I was never given a chance or a choice to speak out about this. My father was not alone in his physical abuse. My mother used to whip me with plastic hangers whenever her mood was off. Those things sting. The truth that I was all alone in the world hurt even more.
I have grown up without innocence or safety, acutely aware of how unwanted I was.
My mother’s favorite tactic was starvation. Food or affection? Take your pick. I was denied a meal for most school days. During summer if I did not work on my academics, like a race horse, I was denied food once again. To this day I have trouble relaxing or eating food. A simple human exercise like eating, rest and relaxation has been denied to me.
My mother isolated me from my friends and anyone I cared for. A common tactic for sadistic abusers.

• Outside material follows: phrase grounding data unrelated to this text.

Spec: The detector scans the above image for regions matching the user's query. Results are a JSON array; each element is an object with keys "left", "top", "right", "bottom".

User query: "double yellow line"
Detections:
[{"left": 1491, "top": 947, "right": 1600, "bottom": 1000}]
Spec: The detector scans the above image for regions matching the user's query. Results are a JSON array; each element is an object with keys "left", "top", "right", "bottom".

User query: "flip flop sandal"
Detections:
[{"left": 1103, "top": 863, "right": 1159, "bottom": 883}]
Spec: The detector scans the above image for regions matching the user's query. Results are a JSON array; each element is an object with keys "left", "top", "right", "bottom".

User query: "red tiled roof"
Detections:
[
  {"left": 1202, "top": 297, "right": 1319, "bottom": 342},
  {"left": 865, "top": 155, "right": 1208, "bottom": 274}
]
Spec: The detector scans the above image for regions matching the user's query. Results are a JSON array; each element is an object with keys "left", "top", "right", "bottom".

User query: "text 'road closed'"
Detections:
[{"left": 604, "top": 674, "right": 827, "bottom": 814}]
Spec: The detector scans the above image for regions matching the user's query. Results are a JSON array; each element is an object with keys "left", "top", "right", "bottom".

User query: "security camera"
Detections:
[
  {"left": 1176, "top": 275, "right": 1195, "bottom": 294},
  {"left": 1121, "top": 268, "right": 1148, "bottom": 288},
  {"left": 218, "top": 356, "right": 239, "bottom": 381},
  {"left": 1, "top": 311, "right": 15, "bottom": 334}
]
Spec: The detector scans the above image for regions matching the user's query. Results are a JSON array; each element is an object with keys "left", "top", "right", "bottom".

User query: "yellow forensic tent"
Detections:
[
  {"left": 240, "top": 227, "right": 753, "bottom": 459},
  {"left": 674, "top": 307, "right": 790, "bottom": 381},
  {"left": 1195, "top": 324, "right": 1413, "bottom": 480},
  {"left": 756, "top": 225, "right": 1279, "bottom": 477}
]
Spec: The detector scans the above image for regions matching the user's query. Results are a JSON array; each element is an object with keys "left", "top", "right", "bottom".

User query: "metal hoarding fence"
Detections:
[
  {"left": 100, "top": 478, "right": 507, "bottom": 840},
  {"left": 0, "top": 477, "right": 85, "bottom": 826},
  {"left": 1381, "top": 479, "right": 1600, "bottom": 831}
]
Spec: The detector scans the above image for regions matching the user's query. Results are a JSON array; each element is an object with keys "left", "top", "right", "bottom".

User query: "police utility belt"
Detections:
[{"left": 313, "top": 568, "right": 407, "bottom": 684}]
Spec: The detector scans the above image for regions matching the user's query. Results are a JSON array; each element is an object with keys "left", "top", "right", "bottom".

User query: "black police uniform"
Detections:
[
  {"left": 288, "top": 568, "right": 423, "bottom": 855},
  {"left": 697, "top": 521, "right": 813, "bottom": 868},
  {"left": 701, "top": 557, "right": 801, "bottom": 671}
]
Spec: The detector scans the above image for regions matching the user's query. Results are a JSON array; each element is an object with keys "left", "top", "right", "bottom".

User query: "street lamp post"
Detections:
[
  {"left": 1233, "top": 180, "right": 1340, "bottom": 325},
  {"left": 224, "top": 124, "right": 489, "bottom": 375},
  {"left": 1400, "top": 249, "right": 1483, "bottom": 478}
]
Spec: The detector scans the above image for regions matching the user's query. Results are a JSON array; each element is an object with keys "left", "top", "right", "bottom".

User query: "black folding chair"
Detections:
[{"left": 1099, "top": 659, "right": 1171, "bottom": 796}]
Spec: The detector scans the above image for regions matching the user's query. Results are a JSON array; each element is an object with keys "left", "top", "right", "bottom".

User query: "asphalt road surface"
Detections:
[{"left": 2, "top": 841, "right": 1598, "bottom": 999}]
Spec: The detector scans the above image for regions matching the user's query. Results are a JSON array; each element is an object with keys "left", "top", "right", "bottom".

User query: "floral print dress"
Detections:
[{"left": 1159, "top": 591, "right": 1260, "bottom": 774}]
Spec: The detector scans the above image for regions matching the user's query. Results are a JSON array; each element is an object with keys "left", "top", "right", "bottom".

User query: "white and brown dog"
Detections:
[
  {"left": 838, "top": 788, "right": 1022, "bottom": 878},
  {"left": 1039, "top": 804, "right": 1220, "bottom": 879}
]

She ensured I was all alone, an appropriate prey for her abuse. Did she try to kill me? Well .. apart from the starvation? Yes.
She tried to break my will. My will to be an independent human being. And she was not alone in this. She was enabled by both of her brothers. I had the entire extended family sacrifice me to their fears, insecurities and anxieties. They made me believe I was supposed to be happy living with my parents, because of our material privilege. They gaslit me. I will never understand childhood poverty or food insecurity. My experience was to have my caretaker take food away from my plate to enforce discipline and academic success. I believe these are all criminal offenses, but I do not care much for the judgement of the law or society. I care to tell the truth. It is the only thing I have left.
Extended family systems in Indian households hold victims and survivors back. They deny anyone who wishes to speak the truth resources and support. They create and enforce an alternate version of reality, and trap children and women in abuse.
The arranged marriage and caste system means most Indians repress their own agency and hate themselves for it. They try and break their children and repress their agency in turn. My uncles are also cowards and alcoholics. It is unsurprising to me that these people also turn out to be fascists and Hindu nationalists. At a very fundamental level they lack love or honor in their heart.
As an adult, past the age of 18, I was made to move to America to pursue my “academic potential.” They emotionally and financially blackmailed me into handing over my Power of Attorney for the State of California to them. They were not content with destroying my childhood. I had not given up. There was still too much fight remaining. They had to destroy my legal personhood. Stamp out any sign of life or agency.
They wished I would just give up and die. My choices and my life was seen as an insult to their fantasy of the world. Every adult in my family desperately wants their children to believe that they are “sacrificing their lives for us”. It is a culture of abuse and self-inflicted martyrdom. It is a sick family and I am choosing to destroy it.
Why did I choose to speak up? Fuck them. Thats why.
Indian survivors are made to feel obligated to their abusers. To anyone who is listening, yes we all have a duty to our family and our culture and our society. But when these systems let us down we have a right to speak up. We should not shame ourselves into silence. Know this: your frustrations are valid. And you have the right to stand up for yourself any way you choose.